Using any material over an extended period of time, the speed and confidence of handling ramps up. By 2010, I was able to get good strong images done in 10 - 15 minutes, and 25 minutes or up got into overworking territory. (There is no rule anywhere that drawing has to be a speed process, but fast drawing has a certain urgency embedded in it, and short time spans allow people to do a lot more with their bodies.) 
At the time, I did not feel I could ethically sell work like these due to newsprint’s rate of decay. (But I am re-thinking just how vulnerable it is, especially if mounted on a good support - for sure, it would go through colour changes) . But by the end of 2010, I resolved to find smaller, not-too-costly media that would allow for what I liked about the newsprint drawings to happen on a better-quality surface. that investigation has led through a lot of different materials and papers that I’ve tried since then.
There is a certain special quality and luminance of shading to Conte crayon on newsprint, and the nuance of it gets lost  in the translation to other papers. I look back at all these  Conte/newsprint drawings and studies as a bit of a `golden age’ for me - they were so easy and fun to do, and people enjoyed seeing them. But looking back through my archive, many weren’t that strong after all.
If you look at posts here from Oct 2012 on back,, you can judge for yourself. Out of four or five thousand studies, maybe 20% are the stronger ones, at least in hindsight.

Friday, April 8, 2016

Entry for Mar 28, 2016

Most of the work I'm posting these days is a selection of more resolved studies, and they are going on my tumblr..
Once in a while I'll post more complete set of gestures, or occasional process things here, but mostly this is now an archive.

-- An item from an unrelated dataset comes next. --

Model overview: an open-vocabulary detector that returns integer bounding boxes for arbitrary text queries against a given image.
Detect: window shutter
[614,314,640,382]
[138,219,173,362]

Paris was working at the Hashtag Gallery's Monday night session, and this is a mix of 1-minute, 2-minute and 5-minute studies from there:

Tuesday, March 1, 2016

Entry for Feb.16, 2016

On that Tuesday, Lauren was the volunteer model at the Ben Navaee Gallery drawing session. These are at top, a sheet of 10-minute and 15-minute studies, a 10-minute head study, a sheet of 5-minute heads, and some shorter gesture studies below.
The top sheet is Canson Bristol paper prepared with a wash of India ink. The others are all on Canson Recycled Sketch paper. All are on 18 x 18" sheets of paper, done with oil-based Koh-I-Nooor Negro pencil refills.